And I'm going to just lean into that block. We're going to be here about two minutes. So I'm going to lean into the block and then I start, I'm going to lift my arm up a little bit eventually. And you could go ahead and come there, but I'm just going to start here, just feeling this stretch in the side body. I just noticed I was really tense in the right foot, so I'm going to let my right foot relax.
And then once I feel like I'm in there and I'm relaxed, I'm feeling a nice stretch here without ever doing it, I'm going to lift my left arm up. And I just bend my left arm and let it rest on my head. So for those of us who've done a good bit of, you know, a shtanga or a yangar or any kind of vinyasa and we've been taught a lot of alignment, yin can be daunting because the poses are not as perfect. They're not as pretty maybe. So don't try to make the pose look pretty.
It's function, not aesthetic.
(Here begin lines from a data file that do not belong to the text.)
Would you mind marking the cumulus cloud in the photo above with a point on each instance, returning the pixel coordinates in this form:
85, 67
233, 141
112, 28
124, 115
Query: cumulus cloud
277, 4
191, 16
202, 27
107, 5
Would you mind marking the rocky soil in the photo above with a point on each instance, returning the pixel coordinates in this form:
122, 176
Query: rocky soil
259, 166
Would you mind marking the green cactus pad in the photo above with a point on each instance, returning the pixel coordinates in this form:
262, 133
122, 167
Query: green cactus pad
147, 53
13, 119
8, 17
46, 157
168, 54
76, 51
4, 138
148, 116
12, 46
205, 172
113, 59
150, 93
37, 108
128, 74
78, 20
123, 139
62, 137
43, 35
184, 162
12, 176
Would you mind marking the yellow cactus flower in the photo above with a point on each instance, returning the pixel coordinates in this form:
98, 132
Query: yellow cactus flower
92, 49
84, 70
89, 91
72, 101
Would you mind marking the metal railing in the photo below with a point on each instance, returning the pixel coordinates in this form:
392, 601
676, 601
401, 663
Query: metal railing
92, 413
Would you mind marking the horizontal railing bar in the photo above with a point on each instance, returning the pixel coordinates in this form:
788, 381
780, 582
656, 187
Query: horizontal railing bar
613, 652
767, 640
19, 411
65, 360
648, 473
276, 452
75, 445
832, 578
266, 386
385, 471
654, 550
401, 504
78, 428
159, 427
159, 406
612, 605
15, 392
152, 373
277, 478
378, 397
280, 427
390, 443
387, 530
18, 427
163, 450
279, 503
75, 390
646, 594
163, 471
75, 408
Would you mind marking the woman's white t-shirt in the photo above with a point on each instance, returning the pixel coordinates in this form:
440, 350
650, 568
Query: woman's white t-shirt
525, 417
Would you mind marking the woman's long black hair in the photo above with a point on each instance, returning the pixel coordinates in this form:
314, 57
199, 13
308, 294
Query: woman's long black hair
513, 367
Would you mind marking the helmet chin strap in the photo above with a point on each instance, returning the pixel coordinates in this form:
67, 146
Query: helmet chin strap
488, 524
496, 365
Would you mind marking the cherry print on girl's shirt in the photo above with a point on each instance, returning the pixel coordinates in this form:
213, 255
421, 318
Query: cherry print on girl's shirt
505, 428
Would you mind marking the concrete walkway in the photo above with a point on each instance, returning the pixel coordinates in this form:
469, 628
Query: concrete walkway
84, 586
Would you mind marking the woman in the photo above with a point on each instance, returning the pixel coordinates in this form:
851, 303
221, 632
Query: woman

The stretch is in the back of my right thigh and I'm getting a stretch in my left low back. Yay, that's what I want. At this point I've been in there, I think, long enough that I can probably move the block away and just go a little lower. So as I go lower and I get a little deeper, I'm starting to lose it in the back of my right thigh, which is okay.
But I know that if I start to rotate my body and fold over my right leg a little bit, I'm going to feel it again. Now I'm feeling it again in the back of my right thigh and I'm still getting a stretch in my left low back, but it's just different. So I hope you're seeing that you have the freedom to move and tune the pose to your liking. So coming back up, that's a good one to come out of. So I can really feel that I got into the low back.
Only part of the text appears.